In Fig. 5 we present a multivariate plot for the CLEF 2003 Monolingual French task which reports the performances of the grid of points runs grouped by stop list, stemmer/n-grams and model. This figure shows a possible performance analysis allowed by the grid of points; indeed, we can see how the different components of the IR systems at hand contribute to the overall performances even though we cannot quantify the exact contribution of each component. For instance, by observing at Fig. 5 we can see that the effect of the stop list is quite evident for all the combinations of system components; indeed, the performances of the systems using a stop list are higher than those not using a stop list. The effect of the stemmer and n-grams components is also noticeable given that the lowest performing systems are consistently those employing neither a stemmer nor a n-grams component; we can also see that the employment of a n-grams component has a positive sizable impact on performances for the French language and that it reduces the performance spread amongst the systems. Finally, we can also analyse the impact of different models and their interaction with the other components. For instance, we can see that the IFB2 model is always achieving the lowest performances of the group when the stop list is not employed, whereas it is among the best performing models when a stop list is employed. On the other hand, this model is not highly influenced by the use of stemmers and n-grams components.

5 Final Remarks

In this paper we presented a new valuable resource for MLIA research built over the CLEF Adhoc collections: a big and systematic grid of points combining various IR components – stop lists, stemmers, n-grams, IR models – for several European languages and for different evaluation measures – AP, nDCG, ERR, and RBP.

We assessed whether the produced grids of points are actually representative enough to allow for subsequent analyses and we have found that they have performance distributions similar to those of the runs originally submitted to the CLEF Adhoc tasks over the years.

Moreover, we have shown some of the analyses that are enabled by the grid of point and how they allow us to start understanding how components interact together.

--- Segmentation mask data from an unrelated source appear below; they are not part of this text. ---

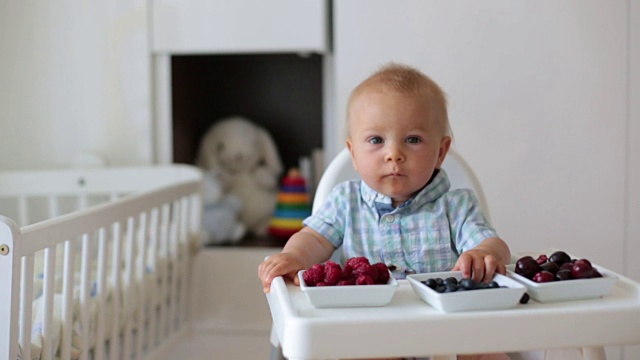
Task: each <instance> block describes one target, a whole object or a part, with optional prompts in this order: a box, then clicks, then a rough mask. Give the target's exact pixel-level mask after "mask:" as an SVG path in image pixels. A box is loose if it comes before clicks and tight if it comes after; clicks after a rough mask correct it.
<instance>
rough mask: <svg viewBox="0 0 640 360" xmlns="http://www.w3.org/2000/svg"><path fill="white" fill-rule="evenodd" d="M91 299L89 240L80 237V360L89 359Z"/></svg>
mask: <svg viewBox="0 0 640 360" xmlns="http://www.w3.org/2000/svg"><path fill="white" fill-rule="evenodd" d="M90 297H91V239H90V238H89V234H83V235H82V258H81V263H80V324H81V328H82V329H81V330H82V332H81V334H80V337H81V338H82V344H83V346H82V349H81V353H80V359H81V360H87V359H88V358H89V344H90V339H89V310H90V309H89V306H90V304H91V303H90V301H91V300H90Z"/></svg>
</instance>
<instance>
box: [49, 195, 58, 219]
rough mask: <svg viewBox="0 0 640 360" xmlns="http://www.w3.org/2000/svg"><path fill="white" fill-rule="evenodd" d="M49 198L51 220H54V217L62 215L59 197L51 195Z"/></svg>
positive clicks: (50, 195)
mask: <svg viewBox="0 0 640 360" xmlns="http://www.w3.org/2000/svg"><path fill="white" fill-rule="evenodd" d="M48 198H49V218H50V219H53V218H54V217H56V216H58V215H60V207H59V203H58V197H57V196H55V195H49V196H48Z"/></svg>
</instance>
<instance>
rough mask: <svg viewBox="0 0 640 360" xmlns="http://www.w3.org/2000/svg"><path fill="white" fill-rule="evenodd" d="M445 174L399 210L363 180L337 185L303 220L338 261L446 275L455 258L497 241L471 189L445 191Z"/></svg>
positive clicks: (401, 276)
mask: <svg viewBox="0 0 640 360" xmlns="http://www.w3.org/2000/svg"><path fill="white" fill-rule="evenodd" d="M450 187H451V185H450V183H449V178H448V177H447V174H446V173H445V171H444V170H440V171H439V172H438V173H437V174H436V176H435V177H434V178H433V180H432V181H431V182H430V183H429V184H428V185H427V186H426V187H425V188H423V189H422V190H421V191H420V192H418V193H417V194H416V195H415V196H414V197H412V198H411V199H409V200H407V201H406V202H404V203H403V204H401V205H400V206H398V207H397V208H394V207H393V206H392V205H391V198H390V197H388V196H385V195H382V194H379V193H377V192H376V191H375V190H373V189H371V188H370V187H369V186H368V185H367V184H365V183H364V182H363V181H361V180H351V181H347V182H343V183H341V184H338V185H337V186H336V187H335V188H334V189H333V191H332V192H331V194H330V195H329V198H328V199H327V201H326V202H325V203H324V204H323V206H322V207H321V208H320V210H319V211H317V212H316V213H315V214H313V215H311V216H310V217H308V218H306V219H305V220H304V225H306V226H309V227H311V228H312V229H314V230H316V231H317V232H319V233H320V234H322V235H323V236H324V237H325V238H327V239H328V240H329V241H330V242H331V243H332V244H333V245H334V246H336V247H339V246H342V259H343V261H344V260H345V259H348V258H351V257H354V256H365V257H367V258H368V259H369V260H370V261H371V262H372V263H374V262H384V263H385V264H387V265H388V266H391V265H393V266H395V270H394V271H393V273H394V277H396V278H398V279H402V278H404V277H405V276H406V274H409V273H425V272H434V271H449V270H451V269H452V268H453V266H454V265H455V262H456V260H457V259H458V256H459V254H461V253H462V252H464V251H466V250H469V249H471V248H473V247H475V246H477V245H478V244H479V243H480V242H482V241H483V240H484V239H487V238H490V237H495V236H497V234H496V231H495V230H494V229H493V227H491V225H490V224H489V223H488V221H487V220H486V218H485V216H484V214H483V213H482V210H481V209H480V206H479V204H478V199H477V198H476V196H475V194H474V193H473V192H472V191H471V190H469V189H456V190H452V191H449V189H450Z"/></svg>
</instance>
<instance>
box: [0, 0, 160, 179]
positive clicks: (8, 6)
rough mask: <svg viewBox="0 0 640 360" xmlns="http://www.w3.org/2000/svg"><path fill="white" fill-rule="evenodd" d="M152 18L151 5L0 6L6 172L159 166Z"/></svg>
mask: <svg viewBox="0 0 640 360" xmlns="http://www.w3.org/2000/svg"><path fill="white" fill-rule="evenodd" d="M147 17H148V16H147V10H146V1H144V0H126V1H125V0H119V1H108V2H107V1H105V2H90V3H89V2H86V3H85V2H76V1H72V0H61V1H55V2H46V1H45V2H33V1H2V2H0V45H1V51H0V52H1V53H2V56H0V79H2V82H1V83H0V151H1V152H2V153H3V155H2V156H0V168H2V169H21V168H35V167H37V168H53V167H63V166H68V165H70V164H72V162H73V161H74V159H75V158H76V157H77V156H79V155H80V154H82V153H84V152H93V153H97V154H99V155H100V156H102V157H104V158H106V159H107V160H108V161H109V163H111V164H119V165H127V164H148V163H150V162H151V154H152V146H151V145H152V144H151V139H152V138H151V115H150V108H151V107H150V75H149V70H150V66H149V56H148V46H147V44H148V38H147ZM7 153H11V155H10V156H9V155H7Z"/></svg>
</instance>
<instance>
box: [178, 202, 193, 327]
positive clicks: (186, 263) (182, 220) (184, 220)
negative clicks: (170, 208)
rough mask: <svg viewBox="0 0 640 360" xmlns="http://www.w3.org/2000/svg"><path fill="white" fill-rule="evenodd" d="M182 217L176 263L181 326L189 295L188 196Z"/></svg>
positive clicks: (184, 202)
mask: <svg viewBox="0 0 640 360" xmlns="http://www.w3.org/2000/svg"><path fill="white" fill-rule="evenodd" d="M181 201H182V209H183V210H182V217H181V220H180V230H181V231H180V243H181V249H182V251H181V253H180V256H181V258H180V260H179V262H178V264H180V309H179V311H178V314H179V315H178V319H179V322H178V326H182V325H183V323H185V322H186V321H187V320H188V314H187V309H188V306H187V305H188V304H187V299H189V298H190V296H189V284H188V282H187V279H189V258H190V257H191V254H190V251H191V248H190V245H191V244H190V243H189V241H190V239H189V227H188V226H189V224H188V223H187V221H188V219H189V211H190V204H189V198H188V197H187V196H184V197H183V198H182V199H181Z"/></svg>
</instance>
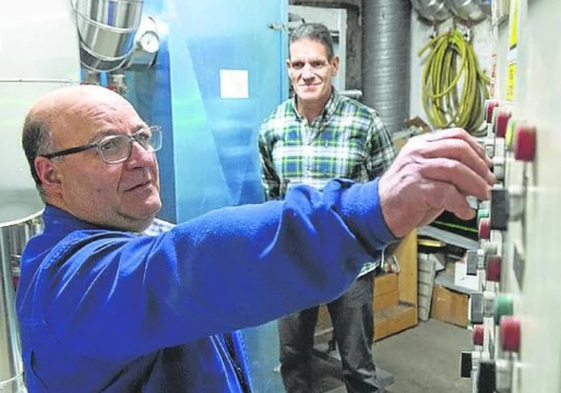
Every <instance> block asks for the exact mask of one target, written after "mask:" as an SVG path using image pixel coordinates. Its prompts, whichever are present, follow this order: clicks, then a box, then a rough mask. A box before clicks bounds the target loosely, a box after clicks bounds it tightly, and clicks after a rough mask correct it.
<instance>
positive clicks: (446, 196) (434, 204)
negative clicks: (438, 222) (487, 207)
mask: <svg viewBox="0 0 561 393" xmlns="http://www.w3.org/2000/svg"><path fill="white" fill-rule="evenodd" d="M429 184H430V191H428V192H426V193H425V203H426V204H427V205H428V206H430V208H431V210H440V211H443V210H447V211H449V212H452V213H454V214H455V215H456V216H458V217H459V218H461V219H464V220H469V219H471V218H473V216H474V214H475V212H474V210H473V209H472V208H471V206H470V205H469V203H468V202H467V200H466V197H465V195H463V194H462V193H461V192H460V191H458V189H457V188H456V187H454V185H452V184H449V183H444V182H430V183H429Z"/></svg>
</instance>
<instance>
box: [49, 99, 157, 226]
mask: <svg viewBox="0 0 561 393" xmlns="http://www.w3.org/2000/svg"><path fill="white" fill-rule="evenodd" d="M59 125H60V127H58V129H57V131H56V132H55V135H54V140H55V142H56V145H57V149H58V150H62V149H67V148H71V147H75V146H81V145H85V144H89V143H93V142H97V141H99V140H100V139H102V138H103V137H105V136H108V135H122V134H127V135H131V134H134V133H135V132H136V131H138V130H139V129H141V128H143V127H146V124H145V123H144V122H143V121H142V120H141V119H140V117H139V116H138V114H137V113H136V111H135V110H134V109H133V107H132V106H131V105H130V104H129V103H128V102H127V101H125V100H124V99H122V98H121V97H120V96H118V95H116V94H111V95H104V96H103V98H102V99H98V100H88V101H86V102H84V103H76V105H75V106H74V108H72V110H69V111H67V115H66V116H65V117H64V119H63V120H62V121H61V122H60V124H59ZM54 160H55V165H56V166H57V169H58V172H57V173H58V174H59V176H60V185H59V191H57V192H60V197H61V198H62V204H63V206H62V207H63V208H64V209H65V210H68V211H69V212H70V213H72V214H74V215H75V216H77V217H79V218H81V219H83V220H85V221H88V222H92V223H95V224H100V225H103V226H111V227H116V228H122V229H128V230H133V231H142V230H144V229H145V228H146V227H147V226H148V225H150V223H151V222H152V220H153V219H154V217H155V215H156V213H157V212H158V211H159V210H160V208H161V200H160V195H159V178H158V164H157V161H156V157H155V154H154V153H153V152H148V151H146V150H145V149H144V148H143V147H142V146H140V144H139V143H138V142H136V141H134V142H133V143H132V151H131V156H130V157H129V159H128V160H126V161H124V162H121V163H118V164H107V163H105V162H104V161H103V160H102V159H101V157H99V155H98V152H97V149H90V150H86V151H83V152H80V153H77V154H71V155H67V156H65V157H63V158H62V159H54Z"/></svg>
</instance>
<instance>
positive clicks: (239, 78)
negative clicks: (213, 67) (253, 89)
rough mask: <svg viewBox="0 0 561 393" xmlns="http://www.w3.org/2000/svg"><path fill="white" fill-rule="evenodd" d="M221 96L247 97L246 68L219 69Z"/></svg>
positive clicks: (233, 97)
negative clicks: (239, 69) (219, 75)
mask: <svg viewBox="0 0 561 393" xmlns="http://www.w3.org/2000/svg"><path fill="white" fill-rule="evenodd" d="M220 97H221V98H249V72H248V71H247V70H220Z"/></svg>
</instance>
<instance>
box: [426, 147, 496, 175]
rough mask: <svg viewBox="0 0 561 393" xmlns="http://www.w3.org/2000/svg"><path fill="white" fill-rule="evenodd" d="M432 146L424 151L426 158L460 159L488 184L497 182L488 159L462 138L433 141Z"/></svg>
mask: <svg viewBox="0 0 561 393" xmlns="http://www.w3.org/2000/svg"><path fill="white" fill-rule="evenodd" d="M429 146H430V148H429V149H427V150H426V152H424V153H423V156H424V157H426V158H449V159H452V160H456V161H459V162H461V163H463V164H465V165H467V166H468V167H469V168H471V169H472V170H473V171H474V172H475V173H477V174H478V175H479V176H481V177H482V178H484V179H485V180H486V181H487V183H488V184H490V185H492V184H493V183H494V182H495V176H494V175H493V173H492V172H491V171H490V170H489V166H488V165H487V163H486V161H484V160H482V159H481V157H480V156H479V155H478V154H477V152H476V151H475V150H473V149H470V148H469V146H470V145H469V144H468V143H467V142H466V141H464V140H462V139H444V140H441V141H438V142H437V143H431V144H430V145H429Z"/></svg>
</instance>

These analyses are intended to show the potentialities of the grid of points that can be exploited to carry out deeper analyses and considerations. For instance, the grid of points can be the starting point for determining the contribution of a specific component within the full pipeline of an IR system and to estimate the interaction of one component with the other. As a consequence, as far as future work is concerned, we will decompose system performance into components’ ones according to the methodology we proposed [17] and we will try to generalize this decomposition across languages.